Question

Association analysis between gene expression and Phenotype

1

Entering edit mode

hrishi27n ▴ 20

@hrishi27n-11821

Last seen 2.9 years ago

United States

Hello All,

I have RNA data generated using the smart-seq2 protocol and I am interested in running association analysis (some thing like logistic regression but with limma) between the gene expression values and cohort status. I have quantified the transcripts as TPM using RSEM. I am considering normalizing the data with TMM, estimating mean-variance relationship using voomWithQualityWeights and then using lmFit and eBayes to estimate the association.

I am not interested in seeing difference between cohort but to predict cohort status using gene expression values.

Following is my dummy code:

 design <- model.matrix(~0+Cohort+sex+age, data=PhenoType)   #Cohort:1/0
 v <- voomWithQualityWeights(myNormalized_data, design=design, normalization="none", plot=TRUE)
 fit1 <- lmFit(v,design)
 fit2 <- eBayes(fit1)

All help and comments are highly appreciated.

Thanks.

rna singlecell limma • 1.5k views

ADD COMMENT • link updated 5.3 years ago by Aaron Lun ★ 28k • written 5.3 years ago by hrishi27n ▴ 20

0

Entering edit mode

I’m removing the DESeq2 tag here.

ADD REPLY • link 5.3 years ago Michael Love 42k

0

Entering edit mode

You're going to have to be more specific here. Put down some code and scientific context.

ADD REPLY • link 5.3 years ago Aaron Lun ★ 28k

0

Entering edit mode

Aaron, thank you for responding to my post. I have updated the post to include more info and code. Appreciate all your help and comments.

ADD REPLY • link 5.3 years ago hrishi27n ▴ 20

score 4 · Accepted Answer · 2019-03-30

I'll assume this is single-cell RNA-seq data.

I have quantified the transcripts as TPM using RSEM.

You shouldn't use TPMs as input into voom, as stated here. Get the raw counts instead.

I am considering normalizing the data with TMM,

TMM may not play well with single-cell data if you have too many zeros. After all, M-values are not defined if either of the inputs is a zero. See here for details.

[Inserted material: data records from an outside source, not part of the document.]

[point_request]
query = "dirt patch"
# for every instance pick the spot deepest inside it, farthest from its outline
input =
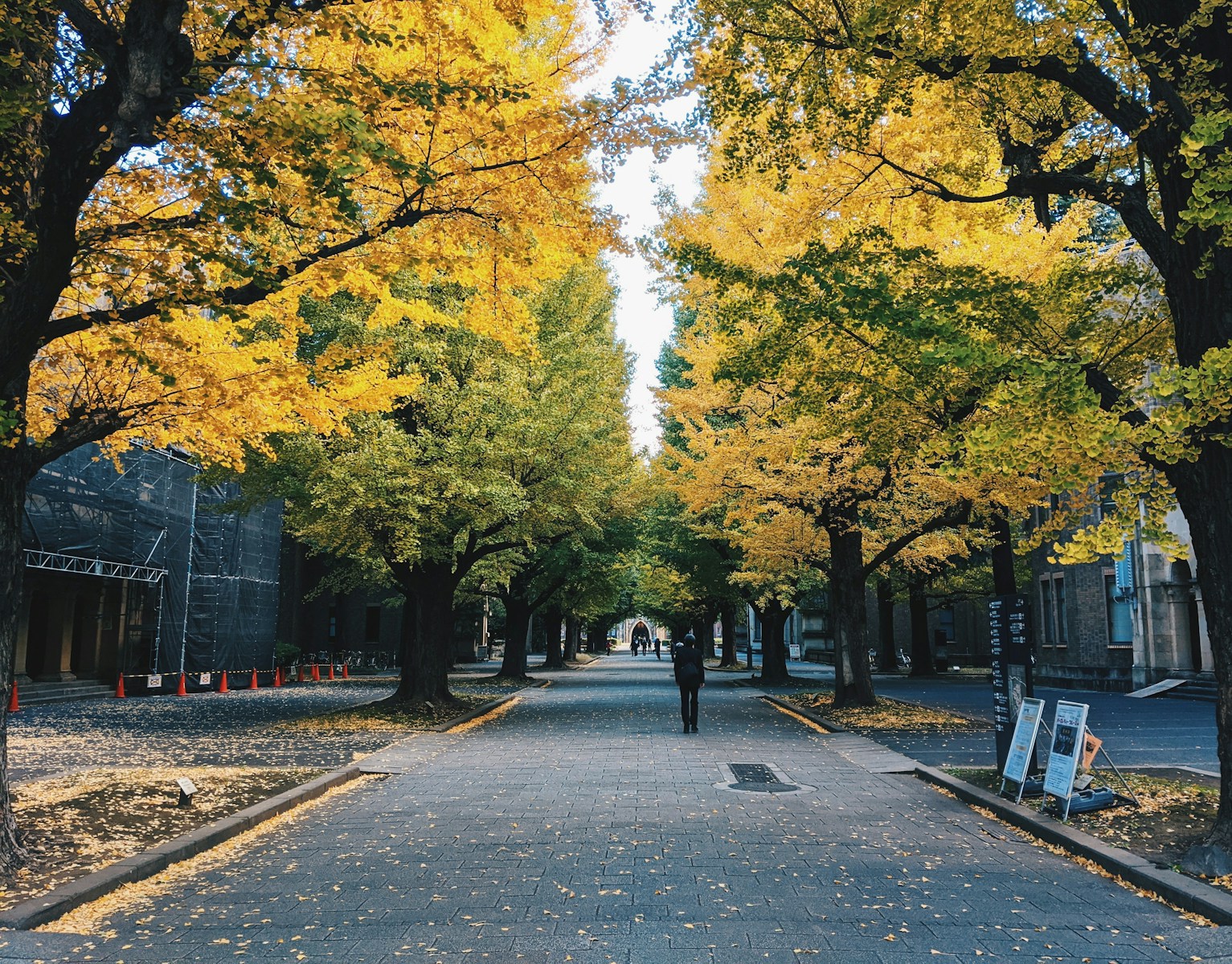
(714, 666)
(76, 824)
(388, 717)
(886, 714)
(1174, 814)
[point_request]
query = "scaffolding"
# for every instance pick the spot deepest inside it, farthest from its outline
(154, 522)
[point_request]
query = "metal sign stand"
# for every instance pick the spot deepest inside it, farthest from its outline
(1021, 750)
(1068, 746)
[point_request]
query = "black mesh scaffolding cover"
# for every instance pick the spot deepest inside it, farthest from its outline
(219, 587)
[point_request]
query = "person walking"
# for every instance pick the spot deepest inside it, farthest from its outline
(690, 672)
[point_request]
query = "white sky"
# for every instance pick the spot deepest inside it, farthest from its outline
(641, 321)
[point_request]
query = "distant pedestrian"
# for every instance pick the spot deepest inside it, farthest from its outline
(690, 672)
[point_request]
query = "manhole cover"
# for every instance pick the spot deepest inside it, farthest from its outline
(753, 774)
(758, 778)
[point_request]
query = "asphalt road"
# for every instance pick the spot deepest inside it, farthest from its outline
(584, 827)
(1156, 732)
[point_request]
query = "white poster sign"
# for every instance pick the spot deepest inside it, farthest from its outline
(1068, 732)
(1023, 742)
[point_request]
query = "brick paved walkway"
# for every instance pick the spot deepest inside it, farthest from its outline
(584, 827)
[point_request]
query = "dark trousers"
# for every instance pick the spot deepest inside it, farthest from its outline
(689, 705)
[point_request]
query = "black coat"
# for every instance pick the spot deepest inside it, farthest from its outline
(686, 656)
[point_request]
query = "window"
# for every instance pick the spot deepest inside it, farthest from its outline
(1058, 592)
(1120, 615)
(1052, 611)
(1107, 485)
(1047, 615)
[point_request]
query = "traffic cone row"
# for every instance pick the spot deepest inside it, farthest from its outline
(182, 690)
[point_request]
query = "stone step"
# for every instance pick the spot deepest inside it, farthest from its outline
(1201, 690)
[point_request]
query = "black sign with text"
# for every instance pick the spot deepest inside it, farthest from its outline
(1009, 635)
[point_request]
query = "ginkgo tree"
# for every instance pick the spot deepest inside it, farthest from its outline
(848, 339)
(1125, 105)
(492, 457)
(175, 176)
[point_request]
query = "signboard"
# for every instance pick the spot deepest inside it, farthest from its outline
(1068, 741)
(1023, 744)
(1008, 633)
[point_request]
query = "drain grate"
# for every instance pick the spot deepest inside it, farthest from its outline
(753, 774)
(757, 778)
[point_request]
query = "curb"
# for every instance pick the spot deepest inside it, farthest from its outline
(32, 913)
(485, 708)
(828, 725)
(1187, 893)
(1184, 892)
(57, 903)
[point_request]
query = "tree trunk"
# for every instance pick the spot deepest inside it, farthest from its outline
(853, 680)
(886, 624)
(774, 653)
(428, 639)
(1202, 490)
(518, 631)
(727, 617)
(13, 564)
(596, 638)
(922, 647)
(555, 659)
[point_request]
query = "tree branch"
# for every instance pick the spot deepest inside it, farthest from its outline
(956, 515)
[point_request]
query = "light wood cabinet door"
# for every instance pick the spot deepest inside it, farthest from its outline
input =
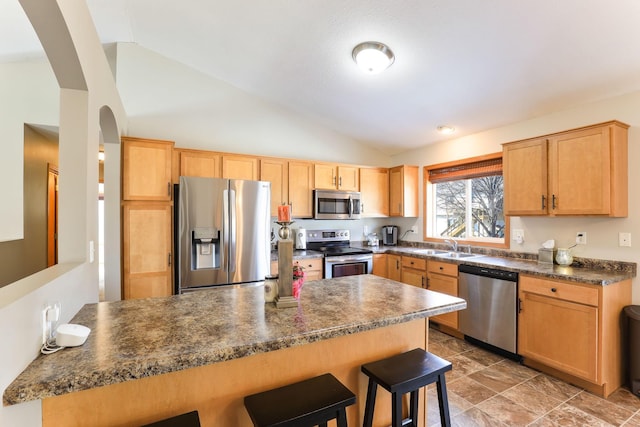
(325, 176)
(524, 168)
(240, 167)
(146, 169)
(559, 333)
(580, 172)
(374, 189)
(394, 267)
(336, 177)
(348, 178)
(200, 163)
(379, 265)
(413, 277)
(301, 189)
(403, 191)
(312, 268)
(147, 254)
(276, 171)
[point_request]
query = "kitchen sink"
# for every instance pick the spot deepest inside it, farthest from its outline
(457, 255)
(430, 252)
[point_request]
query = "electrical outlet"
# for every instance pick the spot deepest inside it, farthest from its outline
(518, 236)
(624, 239)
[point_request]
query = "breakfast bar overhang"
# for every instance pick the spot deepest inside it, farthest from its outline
(150, 359)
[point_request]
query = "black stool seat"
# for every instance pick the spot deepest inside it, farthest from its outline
(306, 403)
(407, 373)
(190, 419)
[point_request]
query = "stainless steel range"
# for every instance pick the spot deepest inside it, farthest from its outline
(340, 259)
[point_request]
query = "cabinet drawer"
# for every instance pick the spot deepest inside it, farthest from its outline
(560, 290)
(442, 268)
(441, 283)
(415, 263)
(311, 264)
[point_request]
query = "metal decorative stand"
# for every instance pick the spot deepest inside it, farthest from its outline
(285, 297)
(285, 231)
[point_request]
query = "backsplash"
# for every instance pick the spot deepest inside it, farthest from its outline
(599, 264)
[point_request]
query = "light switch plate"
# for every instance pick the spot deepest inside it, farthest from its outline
(624, 239)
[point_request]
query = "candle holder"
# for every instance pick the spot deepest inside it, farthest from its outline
(285, 231)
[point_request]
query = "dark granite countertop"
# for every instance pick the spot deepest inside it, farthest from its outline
(299, 254)
(140, 338)
(582, 270)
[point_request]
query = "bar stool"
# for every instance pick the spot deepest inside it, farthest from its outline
(190, 419)
(306, 403)
(407, 373)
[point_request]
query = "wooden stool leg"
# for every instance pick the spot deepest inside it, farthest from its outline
(443, 402)
(396, 410)
(413, 411)
(370, 403)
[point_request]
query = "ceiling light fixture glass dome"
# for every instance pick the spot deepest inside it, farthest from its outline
(373, 57)
(445, 129)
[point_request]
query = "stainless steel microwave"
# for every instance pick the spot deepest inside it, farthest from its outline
(336, 204)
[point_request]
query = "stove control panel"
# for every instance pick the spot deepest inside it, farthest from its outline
(328, 235)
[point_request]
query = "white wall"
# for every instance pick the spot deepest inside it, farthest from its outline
(65, 26)
(34, 98)
(168, 100)
(602, 233)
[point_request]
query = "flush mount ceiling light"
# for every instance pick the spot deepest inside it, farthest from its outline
(447, 130)
(373, 57)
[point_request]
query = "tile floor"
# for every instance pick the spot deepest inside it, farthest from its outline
(486, 389)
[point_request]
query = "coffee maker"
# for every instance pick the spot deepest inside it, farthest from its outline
(390, 235)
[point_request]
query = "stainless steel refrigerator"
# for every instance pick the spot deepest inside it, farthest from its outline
(222, 232)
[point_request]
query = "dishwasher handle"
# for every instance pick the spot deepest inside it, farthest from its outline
(510, 276)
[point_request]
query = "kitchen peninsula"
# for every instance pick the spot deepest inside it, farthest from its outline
(149, 359)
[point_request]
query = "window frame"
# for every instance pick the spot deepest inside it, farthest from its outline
(428, 207)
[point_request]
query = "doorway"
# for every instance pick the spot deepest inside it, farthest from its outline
(52, 215)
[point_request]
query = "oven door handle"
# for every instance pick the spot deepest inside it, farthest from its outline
(349, 259)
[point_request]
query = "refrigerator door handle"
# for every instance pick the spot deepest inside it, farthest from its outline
(232, 230)
(225, 230)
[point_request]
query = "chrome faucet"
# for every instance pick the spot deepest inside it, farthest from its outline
(453, 243)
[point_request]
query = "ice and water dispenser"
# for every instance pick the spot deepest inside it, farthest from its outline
(205, 248)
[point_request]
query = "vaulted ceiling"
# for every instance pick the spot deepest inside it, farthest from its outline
(470, 64)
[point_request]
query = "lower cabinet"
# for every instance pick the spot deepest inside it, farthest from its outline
(380, 265)
(394, 267)
(312, 268)
(443, 277)
(575, 329)
(414, 271)
(146, 249)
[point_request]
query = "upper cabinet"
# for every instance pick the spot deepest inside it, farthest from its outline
(334, 177)
(301, 189)
(374, 189)
(240, 167)
(579, 172)
(146, 169)
(403, 191)
(197, 163)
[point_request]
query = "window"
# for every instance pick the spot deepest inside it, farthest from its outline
(465, 201)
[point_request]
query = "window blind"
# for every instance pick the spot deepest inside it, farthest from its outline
(476, 169)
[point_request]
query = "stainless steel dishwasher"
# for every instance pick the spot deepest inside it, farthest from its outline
(491, 314)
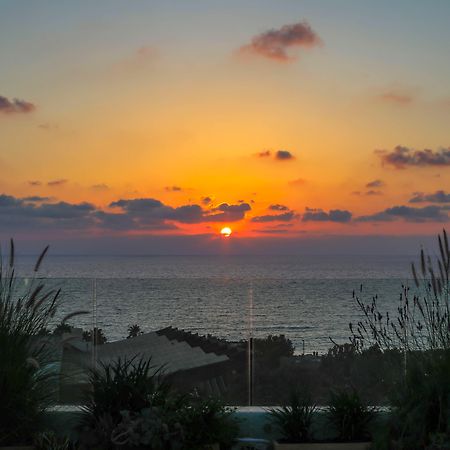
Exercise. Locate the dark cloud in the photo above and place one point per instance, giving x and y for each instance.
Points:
(228, 213)
(278, 207)
(436, 197)
(100, 187)
(401, 157)
(409, 214)
(55, 183)
(375, 184)
(279, 155)
(15, 106)
(274, 44)
(297, 182)
(397, 98)
(36, 212)
(36, 199)
(173, 188)
(283, 217)
(284, 155)
(272, 230)
(334, 215)
(147, 210)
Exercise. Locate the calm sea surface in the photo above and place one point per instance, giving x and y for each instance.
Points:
(307, 298)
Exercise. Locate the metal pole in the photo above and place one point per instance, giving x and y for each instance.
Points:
(250, 348)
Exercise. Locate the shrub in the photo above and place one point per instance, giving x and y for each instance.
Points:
(294, 420)
(134, 331)
(25, 385)
(125, 395)
(206, 422)
(97, 336)
(349, 416)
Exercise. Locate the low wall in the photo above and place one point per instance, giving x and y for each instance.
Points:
(254, 422)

estimating mean-variance relationship using voomWithQualityWeights

The mean-variance relationship of the log-expression values is very wonky for single-cell data, see Figure 8 for an example. As a result, very high and very low coverage libraries have undue influence on the result because their variance is so much lower than the cells with moderate coverage.

and then using lmFit and eBayes to estimate the association.

I don't know what you mean by "estimate the association". Do you mean to detect differentially expressed genes between cohort?

I am not interested in seeing difference between cohort but to predict cohort status using gene expression values.

Well, then, you probably should be using a classifier rather than performing a differential expression analysis!

However, if you do want to identify DE genes, then I would suggest creating "pseudo-bulk" samples, as discussed here. This allows you to plug it into existing DE analysis pipelines without having to worry about single-cell variability. The full statistical reasoning is a bit more subtle, but you can read the linked article for that.